I returned to the kitchen.

“Trey, can you bring me that takeout container? And put some toilet paper in it?” He did, and I set Mr. Mouse and his leaves in the little plastic box. We marveled over his smallness and his shell ears and such a long tail for such a small mouse! He just shivered some more.

“I didn’t know what to do,” I said. “I didn’t want to leave him outside to get eaten again – so maybe he can just rest and get better and we can take him outside in the front? Can you bring me the top of the box before he – FUCK!!!”

Mr. Mouse sprang to life! and leapt out of the box in my hands and ran for freedom! Or rather, ran UNDER OUR REFRIDGERATOR!

“Oh, FUCK! Oh, NO! I’m sorry, Mr. Mouse!”

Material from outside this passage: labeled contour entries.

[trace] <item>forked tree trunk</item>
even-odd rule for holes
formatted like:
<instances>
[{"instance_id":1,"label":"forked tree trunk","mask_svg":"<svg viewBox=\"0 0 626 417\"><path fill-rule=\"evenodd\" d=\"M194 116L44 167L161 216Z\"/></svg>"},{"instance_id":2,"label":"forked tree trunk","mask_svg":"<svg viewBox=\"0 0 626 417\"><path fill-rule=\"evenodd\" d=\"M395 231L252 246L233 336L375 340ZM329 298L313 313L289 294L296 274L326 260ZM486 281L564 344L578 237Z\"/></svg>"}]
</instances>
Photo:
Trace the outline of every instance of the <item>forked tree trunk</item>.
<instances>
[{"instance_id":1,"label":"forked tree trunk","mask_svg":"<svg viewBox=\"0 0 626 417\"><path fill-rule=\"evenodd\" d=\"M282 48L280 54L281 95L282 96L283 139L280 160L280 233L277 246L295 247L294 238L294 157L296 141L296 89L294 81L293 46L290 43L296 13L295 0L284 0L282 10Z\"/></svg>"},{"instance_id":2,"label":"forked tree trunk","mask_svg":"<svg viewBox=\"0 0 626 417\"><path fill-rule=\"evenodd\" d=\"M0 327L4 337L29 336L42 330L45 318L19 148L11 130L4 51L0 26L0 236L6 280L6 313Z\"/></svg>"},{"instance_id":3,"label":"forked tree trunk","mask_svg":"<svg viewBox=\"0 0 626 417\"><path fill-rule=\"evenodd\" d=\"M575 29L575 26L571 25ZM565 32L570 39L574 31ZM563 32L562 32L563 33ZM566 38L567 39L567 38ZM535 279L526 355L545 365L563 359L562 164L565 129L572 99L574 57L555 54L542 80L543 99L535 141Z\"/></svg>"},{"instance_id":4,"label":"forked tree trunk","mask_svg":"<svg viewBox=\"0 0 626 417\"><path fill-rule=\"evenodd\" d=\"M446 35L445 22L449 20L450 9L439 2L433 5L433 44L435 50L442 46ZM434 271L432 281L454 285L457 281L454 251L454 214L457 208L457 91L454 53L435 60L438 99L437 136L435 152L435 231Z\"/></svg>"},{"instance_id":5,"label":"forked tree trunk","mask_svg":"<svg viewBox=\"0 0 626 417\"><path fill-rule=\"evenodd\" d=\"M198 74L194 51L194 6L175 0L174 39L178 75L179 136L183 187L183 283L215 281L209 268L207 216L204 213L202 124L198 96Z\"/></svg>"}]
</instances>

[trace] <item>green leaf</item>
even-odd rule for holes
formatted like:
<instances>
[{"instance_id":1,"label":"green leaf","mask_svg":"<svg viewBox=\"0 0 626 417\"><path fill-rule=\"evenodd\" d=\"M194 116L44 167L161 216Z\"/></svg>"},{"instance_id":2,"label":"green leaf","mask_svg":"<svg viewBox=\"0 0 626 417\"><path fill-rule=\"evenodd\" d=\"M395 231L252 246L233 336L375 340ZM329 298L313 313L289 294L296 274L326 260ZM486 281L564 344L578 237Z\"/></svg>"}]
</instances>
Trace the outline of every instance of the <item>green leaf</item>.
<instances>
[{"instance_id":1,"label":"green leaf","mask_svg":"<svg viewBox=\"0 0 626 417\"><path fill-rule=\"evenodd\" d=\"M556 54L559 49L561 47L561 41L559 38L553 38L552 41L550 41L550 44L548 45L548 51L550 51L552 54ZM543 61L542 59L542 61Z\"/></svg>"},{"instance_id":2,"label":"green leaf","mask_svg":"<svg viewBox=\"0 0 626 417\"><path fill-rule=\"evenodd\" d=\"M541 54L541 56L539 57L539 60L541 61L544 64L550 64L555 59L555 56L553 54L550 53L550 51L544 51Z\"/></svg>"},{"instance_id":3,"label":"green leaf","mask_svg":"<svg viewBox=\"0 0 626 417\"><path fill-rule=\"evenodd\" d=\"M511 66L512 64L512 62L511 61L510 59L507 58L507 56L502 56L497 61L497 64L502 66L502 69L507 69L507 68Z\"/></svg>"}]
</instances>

Black-And-White-Kitty was looking into the kitchen. Poor Mr. Mouse was now under the fridge, the fridge Twiggy stares at daily as if it were the television set from Poltergeist. I had made a terrible mistake. Unless Mr. Mouse could find his way out through the house, perhaps through the same route the occasional giant cockroach uses to enter our kitchen, I had consigned him to death by starvation or housecat. He was already probably hurt – now he would very well waste away in the darkness, like a mouse version of Adrian Brody in The Pianist.

Every day that week when we’d see Twiggy looking at the fridge, we’d ask her brightly if she had seen Mr. Mouse, and hoping he had gotten away.

The following Sunday I got up and staggered to the bathroom -- someone had left a hairball in the living room. A hairball with a very long tail.

Mr. Mouse lay on his side, at once rigid and deflated, his little feet clutching at nothing. I gathered his body up with a paper towel and laid him in the dying garden.